The git branch transitions look like:

  1. Feature work is completed in the feature-1 branch.
  2. feature-1 is merged into master triggering a build and deploy to dev.
  3. A bug is fixed in master and committed triggering another build and deploy to dev.
  4. master is merged into candidate triggering a build and deploy to pre-prod.
  5. A bug is fixed in candidate and committed triggering another build and deploy to pre-prod.
  6. candidate is merged into release triggering final grooming and a deploy to prod
  7. The bug discovered in pre-prod is merged down into master.

Other use cases

Pull Requests

When non-project contributors submit work via pull request, the pull request section of the pipeline is executed. This abbreviated flow includes the Test stage producing unit test and code coverage results which are added as comments to the pull request. When the PR is found of suitable quality, it is merged into the master branch and becomes part of the normal flow to production.

NOTE: The Jenkins Multi-branch pipeline plugin automatically discovers all branches in a GitHub repository and executes this flow.

Notice that the git branch diagram for a PR is identical to a feature branch:

Hotfixes

When a flaw is identified in production that requires immediate remediation:

  1. The currently deployed release tag is branched into hotfix.
  2. The hotfix commit triggers Jenkins to execute all stages in the release candidate pipeline phase resulting in a new docker image deployed to our pre-production environment.
  3. If a release candidate is already in-flight, you should consider whether the hotfix should be part of the next release candidate OR pause work on the candidate branch to separate the work streams.
  4. As issues are identified, they are resolved in commits to hotfix triggering more executions of the release candidate pipeline phase and deployment to the ppe environment.
  5. When the hotfix code is of suitable quality, and ready to push to production, the hotfix branch is merged into release.
  6. The normal release stages are executed.

The git branch transitions look like:

  1. A flaw is identified in production that requires immediate remediation.
  2. A hotfix branch is created from the current release branch.
  3. The production flaw is fixed in hotfix.
  4. hotfix is merged into release triggering a deploy to production.
  5. The fix in hotfix is merged down into candidate.
  6. The fix in hotfix is merged down into master.

Notes on naming

Products use their GitHub repo name as both Jenkins job name and docker image name because we prize operational over semantic clarity; it is more important for an operator to be able to locate source for a build job or deployed artifact than the name of that artifact making perfect semantic sense.

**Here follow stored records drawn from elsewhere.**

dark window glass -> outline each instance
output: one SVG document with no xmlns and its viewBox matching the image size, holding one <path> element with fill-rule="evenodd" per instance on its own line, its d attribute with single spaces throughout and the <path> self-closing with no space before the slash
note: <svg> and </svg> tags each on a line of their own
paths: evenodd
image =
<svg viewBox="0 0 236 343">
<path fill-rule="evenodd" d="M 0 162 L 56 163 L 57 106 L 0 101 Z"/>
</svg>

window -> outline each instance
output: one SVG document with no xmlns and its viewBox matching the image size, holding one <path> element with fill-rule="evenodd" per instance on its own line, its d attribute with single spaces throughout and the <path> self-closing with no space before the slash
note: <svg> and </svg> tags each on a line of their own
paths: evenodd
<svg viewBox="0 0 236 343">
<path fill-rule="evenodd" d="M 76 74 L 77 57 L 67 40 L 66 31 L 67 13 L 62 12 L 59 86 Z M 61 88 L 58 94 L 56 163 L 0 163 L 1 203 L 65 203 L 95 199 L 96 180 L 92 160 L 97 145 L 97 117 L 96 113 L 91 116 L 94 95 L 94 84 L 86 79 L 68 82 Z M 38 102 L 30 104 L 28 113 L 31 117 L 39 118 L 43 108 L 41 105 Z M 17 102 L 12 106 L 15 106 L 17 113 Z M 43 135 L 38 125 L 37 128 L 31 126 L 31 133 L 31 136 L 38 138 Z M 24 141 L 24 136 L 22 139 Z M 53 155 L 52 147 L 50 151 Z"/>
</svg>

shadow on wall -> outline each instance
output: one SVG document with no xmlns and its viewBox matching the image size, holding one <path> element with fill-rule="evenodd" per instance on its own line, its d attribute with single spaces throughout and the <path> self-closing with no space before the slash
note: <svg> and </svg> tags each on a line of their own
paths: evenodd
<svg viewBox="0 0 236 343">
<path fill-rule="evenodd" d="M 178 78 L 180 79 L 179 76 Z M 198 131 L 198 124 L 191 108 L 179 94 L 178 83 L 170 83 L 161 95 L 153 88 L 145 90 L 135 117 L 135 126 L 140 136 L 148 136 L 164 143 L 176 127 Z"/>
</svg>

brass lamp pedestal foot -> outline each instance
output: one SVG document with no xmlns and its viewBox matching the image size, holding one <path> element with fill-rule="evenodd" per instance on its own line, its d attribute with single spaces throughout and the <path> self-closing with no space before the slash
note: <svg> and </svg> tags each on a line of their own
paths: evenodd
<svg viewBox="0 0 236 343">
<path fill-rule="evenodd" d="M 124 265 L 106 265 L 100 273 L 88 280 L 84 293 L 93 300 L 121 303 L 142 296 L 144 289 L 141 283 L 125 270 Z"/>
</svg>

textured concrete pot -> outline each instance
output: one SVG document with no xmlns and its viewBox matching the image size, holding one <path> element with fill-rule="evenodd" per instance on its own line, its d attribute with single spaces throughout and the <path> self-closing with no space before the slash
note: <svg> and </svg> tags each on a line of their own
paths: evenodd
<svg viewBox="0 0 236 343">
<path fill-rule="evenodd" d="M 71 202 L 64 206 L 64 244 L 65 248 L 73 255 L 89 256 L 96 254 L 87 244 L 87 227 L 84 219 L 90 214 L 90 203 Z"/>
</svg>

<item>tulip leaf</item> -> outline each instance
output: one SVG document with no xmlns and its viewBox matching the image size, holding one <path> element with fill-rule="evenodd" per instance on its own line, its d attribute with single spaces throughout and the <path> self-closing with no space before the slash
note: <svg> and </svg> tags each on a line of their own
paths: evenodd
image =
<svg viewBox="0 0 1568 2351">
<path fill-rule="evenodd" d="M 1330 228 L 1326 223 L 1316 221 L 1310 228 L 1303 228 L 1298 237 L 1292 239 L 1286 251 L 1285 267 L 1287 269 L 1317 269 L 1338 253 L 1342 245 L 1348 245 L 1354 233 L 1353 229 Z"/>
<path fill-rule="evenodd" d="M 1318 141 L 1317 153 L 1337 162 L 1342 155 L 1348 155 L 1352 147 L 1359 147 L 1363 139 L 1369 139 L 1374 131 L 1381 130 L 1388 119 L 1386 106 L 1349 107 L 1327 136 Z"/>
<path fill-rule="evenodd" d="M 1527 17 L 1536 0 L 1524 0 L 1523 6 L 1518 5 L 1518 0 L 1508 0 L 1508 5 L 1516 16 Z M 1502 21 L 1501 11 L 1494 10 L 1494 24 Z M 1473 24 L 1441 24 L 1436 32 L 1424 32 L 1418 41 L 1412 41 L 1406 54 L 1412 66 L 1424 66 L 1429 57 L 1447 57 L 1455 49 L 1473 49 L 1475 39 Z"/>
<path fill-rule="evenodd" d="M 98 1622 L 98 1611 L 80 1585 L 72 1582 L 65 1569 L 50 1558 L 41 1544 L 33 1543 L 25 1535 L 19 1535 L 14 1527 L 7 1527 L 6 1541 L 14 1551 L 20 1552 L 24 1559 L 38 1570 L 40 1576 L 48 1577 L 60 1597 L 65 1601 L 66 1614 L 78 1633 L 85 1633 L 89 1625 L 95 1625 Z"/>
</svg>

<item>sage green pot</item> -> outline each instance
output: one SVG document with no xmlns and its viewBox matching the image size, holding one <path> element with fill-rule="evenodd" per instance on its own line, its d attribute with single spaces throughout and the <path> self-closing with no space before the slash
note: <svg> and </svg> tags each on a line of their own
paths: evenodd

We use docker images as our fundamental deployment unit and store those under a single repository group. in a private registry requiring each image to use a fully qualified docker image name. For this effort, we will store images in Docker Hub under the stevetarver group which yields image names like:

stevetarver/ms-ref-python-falcon

Pre-release builds append the branch name to the repo name and use a build timestamp as a tag to uniquely identify the image and indicate its provenance.

stevetarver/ms-ref-python-falcon-master:20170817191210
stevetarver/ms-ref-python-falcon-candidate:20170817191211
stevetarver/ms-ref-python-falcon-hotfix:20170817191212

When a candidate or hotfix is deemed ready for production, a new version is created to represent the feature group or fix being deployed. New features increment the minor version and fixes increment the micro version.

The latest branch image is pulled and retagged to omit the branch name and use the new version.

stevetarver/ms-ref-python-falcon:1.1.0

Epilog

Now we know how developers will interact with GitHub and how GitHub will trigger Jenkins builds and deploys. Our next step will be to create a generic Jenkins pipeline that can implement this pipeline and be flexible to work with all of our client projects.